Saturday, May 18, 2013

“”Up to Sandakan” by Yamazaki Tomoko




I’ve just finished reading this book.  Yamazaki Tomoko is the author of “Sandakan Brothel No. 8” and “Up to Sandakan” is her memoir that came out in 2001.   The story grabbed my attention right from the beginning and kept going until the end.

One thing made me very interested was that her mother was also a teacher of the Japanese traditional arts, Chanoyu and flower arrangement like my mother.   Some of her feeling toward her mother is similar to mine, it made me think.  

I’ll comment on a few things here.

In one of the scenes, the narrator describes how she was fired from her waitress job at a coffee shop.  At the time, she was married to a Korean man in Tokyo.  He came to Japan when he was very young, and at the time she met him, he was a graduate student in Political Science at Tokyo University.  He is multilingual.  Because the legal process of marrying a Korean person during 1950s was difficult, they were common law husband and wife, not on paper.

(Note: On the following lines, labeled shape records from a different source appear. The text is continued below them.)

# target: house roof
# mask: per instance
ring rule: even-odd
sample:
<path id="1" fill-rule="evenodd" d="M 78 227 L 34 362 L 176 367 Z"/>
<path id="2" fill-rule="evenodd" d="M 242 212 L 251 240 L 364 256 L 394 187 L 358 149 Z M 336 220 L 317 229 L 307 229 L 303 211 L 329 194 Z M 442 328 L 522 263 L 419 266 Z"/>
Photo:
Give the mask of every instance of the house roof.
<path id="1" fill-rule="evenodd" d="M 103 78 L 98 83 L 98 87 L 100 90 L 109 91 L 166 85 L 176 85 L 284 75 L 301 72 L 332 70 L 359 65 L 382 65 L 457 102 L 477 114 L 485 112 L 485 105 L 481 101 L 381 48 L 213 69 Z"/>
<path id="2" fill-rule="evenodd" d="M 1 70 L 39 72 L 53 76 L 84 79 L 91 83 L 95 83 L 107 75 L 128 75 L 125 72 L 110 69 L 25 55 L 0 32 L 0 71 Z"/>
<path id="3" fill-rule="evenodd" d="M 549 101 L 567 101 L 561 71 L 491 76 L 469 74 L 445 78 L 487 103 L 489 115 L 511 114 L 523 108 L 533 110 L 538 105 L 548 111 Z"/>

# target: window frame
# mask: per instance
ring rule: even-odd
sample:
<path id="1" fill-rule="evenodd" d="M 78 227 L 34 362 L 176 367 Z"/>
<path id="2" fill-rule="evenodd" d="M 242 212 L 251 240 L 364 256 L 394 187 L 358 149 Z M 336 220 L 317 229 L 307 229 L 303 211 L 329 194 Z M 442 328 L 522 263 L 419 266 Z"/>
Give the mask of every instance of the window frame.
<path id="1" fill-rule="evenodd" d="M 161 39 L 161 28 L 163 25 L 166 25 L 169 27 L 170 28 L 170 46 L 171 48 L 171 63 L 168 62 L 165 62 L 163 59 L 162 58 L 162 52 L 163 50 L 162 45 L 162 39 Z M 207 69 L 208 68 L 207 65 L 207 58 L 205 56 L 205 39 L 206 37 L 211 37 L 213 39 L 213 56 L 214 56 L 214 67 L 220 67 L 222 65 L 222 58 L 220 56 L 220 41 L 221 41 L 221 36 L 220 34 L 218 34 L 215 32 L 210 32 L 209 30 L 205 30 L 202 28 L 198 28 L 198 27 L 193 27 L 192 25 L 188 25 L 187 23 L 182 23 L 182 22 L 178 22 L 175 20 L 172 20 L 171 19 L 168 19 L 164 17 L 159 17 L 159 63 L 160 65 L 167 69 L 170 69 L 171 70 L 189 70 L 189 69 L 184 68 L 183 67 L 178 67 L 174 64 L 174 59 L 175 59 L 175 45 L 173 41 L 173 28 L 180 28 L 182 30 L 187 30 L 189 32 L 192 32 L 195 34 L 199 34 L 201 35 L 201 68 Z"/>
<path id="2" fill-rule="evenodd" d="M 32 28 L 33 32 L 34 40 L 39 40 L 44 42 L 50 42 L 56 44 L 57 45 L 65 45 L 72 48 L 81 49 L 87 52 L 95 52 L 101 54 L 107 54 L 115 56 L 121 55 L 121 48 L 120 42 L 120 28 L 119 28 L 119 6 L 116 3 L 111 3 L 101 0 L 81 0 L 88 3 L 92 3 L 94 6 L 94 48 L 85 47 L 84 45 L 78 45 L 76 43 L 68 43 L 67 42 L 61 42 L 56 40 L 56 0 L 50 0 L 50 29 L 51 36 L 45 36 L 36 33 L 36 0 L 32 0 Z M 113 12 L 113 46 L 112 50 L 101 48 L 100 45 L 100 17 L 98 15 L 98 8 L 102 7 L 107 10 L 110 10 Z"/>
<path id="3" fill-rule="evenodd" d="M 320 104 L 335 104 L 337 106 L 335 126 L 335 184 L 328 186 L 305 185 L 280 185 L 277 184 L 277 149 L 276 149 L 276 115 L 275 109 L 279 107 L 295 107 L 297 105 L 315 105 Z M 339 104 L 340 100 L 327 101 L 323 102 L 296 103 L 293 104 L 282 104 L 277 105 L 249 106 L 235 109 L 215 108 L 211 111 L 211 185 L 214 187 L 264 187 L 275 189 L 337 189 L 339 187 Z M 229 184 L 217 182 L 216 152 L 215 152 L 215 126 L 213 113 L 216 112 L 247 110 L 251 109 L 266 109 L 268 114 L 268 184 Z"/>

Anyhow, the owner of the coffee shop told her that she was fired because the owner found out that she was married to a Korean man.  Isn’t that amazing?  The narrator said to the owners, husband and wife, “But you are both Koreans, too.”  They replied, “No, we are no longer Koreans.  We became Japanese citizens.  So, we cannot hire a Japanese woman who married to a Korean man.”

Imagine that!  How bizarre!  At this point, the narrator does not give her thought on this.  She is speechless and totally perplexed.  Me, too.  But there are more than a few points during my reading this book that I could not really understand the feeling of the characters.  I think the issue is so dark, ridiculous, pessimistic, so twisted that nobody, both Koreans and Japanese cannot explain how they feel.  I think those confused people are confused because their feeling is based on what they imagine what others feel.  And their imagination is so wildly yucky dark. That’s the only explanation I can come up with.

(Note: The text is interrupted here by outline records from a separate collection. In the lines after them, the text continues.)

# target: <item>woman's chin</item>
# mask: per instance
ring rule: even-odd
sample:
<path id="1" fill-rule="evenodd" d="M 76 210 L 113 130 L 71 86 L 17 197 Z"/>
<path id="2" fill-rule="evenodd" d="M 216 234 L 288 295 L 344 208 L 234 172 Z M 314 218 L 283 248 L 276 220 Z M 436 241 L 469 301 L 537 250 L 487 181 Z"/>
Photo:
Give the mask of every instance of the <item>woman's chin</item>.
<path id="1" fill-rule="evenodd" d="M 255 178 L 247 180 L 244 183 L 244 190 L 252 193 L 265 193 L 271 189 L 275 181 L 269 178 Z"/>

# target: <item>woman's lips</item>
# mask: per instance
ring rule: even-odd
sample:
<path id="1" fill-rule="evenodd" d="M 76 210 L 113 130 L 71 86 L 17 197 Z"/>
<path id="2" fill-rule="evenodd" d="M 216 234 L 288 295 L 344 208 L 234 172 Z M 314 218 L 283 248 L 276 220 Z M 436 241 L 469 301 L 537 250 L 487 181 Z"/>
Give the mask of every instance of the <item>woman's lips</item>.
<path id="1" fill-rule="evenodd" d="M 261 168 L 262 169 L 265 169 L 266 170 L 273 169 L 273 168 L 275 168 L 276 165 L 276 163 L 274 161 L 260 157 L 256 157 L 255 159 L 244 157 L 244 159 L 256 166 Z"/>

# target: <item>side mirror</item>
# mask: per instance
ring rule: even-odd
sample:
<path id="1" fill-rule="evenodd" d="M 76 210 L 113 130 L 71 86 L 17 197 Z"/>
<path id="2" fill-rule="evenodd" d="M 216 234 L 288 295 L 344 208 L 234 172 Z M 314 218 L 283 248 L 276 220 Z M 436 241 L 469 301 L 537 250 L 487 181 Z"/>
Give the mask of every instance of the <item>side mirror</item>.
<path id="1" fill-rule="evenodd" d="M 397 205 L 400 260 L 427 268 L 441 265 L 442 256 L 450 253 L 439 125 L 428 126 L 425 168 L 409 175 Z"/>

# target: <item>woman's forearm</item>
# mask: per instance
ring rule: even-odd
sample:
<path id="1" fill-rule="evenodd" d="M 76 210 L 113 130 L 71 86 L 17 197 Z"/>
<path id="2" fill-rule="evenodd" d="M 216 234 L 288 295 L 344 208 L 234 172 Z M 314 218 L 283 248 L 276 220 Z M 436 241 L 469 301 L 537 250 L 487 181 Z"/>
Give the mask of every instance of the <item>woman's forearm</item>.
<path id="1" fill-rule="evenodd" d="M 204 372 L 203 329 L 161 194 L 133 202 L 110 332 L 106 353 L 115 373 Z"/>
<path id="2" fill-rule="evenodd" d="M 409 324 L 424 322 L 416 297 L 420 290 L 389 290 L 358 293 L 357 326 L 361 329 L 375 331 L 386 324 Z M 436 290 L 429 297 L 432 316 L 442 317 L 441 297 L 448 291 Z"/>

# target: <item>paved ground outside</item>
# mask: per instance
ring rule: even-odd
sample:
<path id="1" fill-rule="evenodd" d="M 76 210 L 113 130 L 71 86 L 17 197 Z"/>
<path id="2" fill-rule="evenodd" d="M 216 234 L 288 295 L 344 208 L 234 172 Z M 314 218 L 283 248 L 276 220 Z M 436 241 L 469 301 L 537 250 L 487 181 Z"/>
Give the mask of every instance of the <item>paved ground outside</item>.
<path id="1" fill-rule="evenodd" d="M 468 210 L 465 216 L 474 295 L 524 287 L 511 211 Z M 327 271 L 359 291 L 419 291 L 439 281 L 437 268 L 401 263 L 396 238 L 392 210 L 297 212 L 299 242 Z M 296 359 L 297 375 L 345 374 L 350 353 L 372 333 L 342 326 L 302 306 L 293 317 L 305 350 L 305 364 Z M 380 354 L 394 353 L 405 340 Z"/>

For an example, the narrator’s uncle in Osaka to whom she has never met in her life goes to the relative of the Korean husband and blurts out all the prejudiced words.  Of course, I can’t understand why this uncle suddenly appears in the narrator’s life and go charging into a stranger’s house.  It’s so rude beyond any imagination.  It’s insane.  But a sad thing is that the very intelligent Korean husband, although he knows what happened at his relative house in Osaka, never tells his wife about the incident.  She found that out later on.  She doesn’t say, but I think that had a lot to do with their breakup.  You might say it’s because he tries to protect her.  No, I don’t buy that.  Even if that were his intention, I think it works opposite.  For husband and wife, we need to discuss these important matters until we are satisfied.  Otherwise, how could we overcome difficulties together?

The name of the Korean man is Kim Guantek.  He was born in 1930 in Cheju island of South Korea.  He was the head of the North Korean student movement in Japan in 1950s.  Because of much complication, she departs from him one day without letting him know.  She says she left him because she loves him and wishes he can pursue his true passion in his life which is to unite both North and South Korea. 

I googled his name, Kim Guantek, 金光澤, but it’s strange that his name doesn’t come up.  He is a scholar specialized in international relations and North Korea.  He was at Oxford University in the summer of 1967, but suddenly he disappeared and his older brother in South Korea has never heard from him last 30 years.  The brother and his family members were investigated by KCIA.  They found nothing and were released, but the brother had to resign from his high position in the Construction Ministry.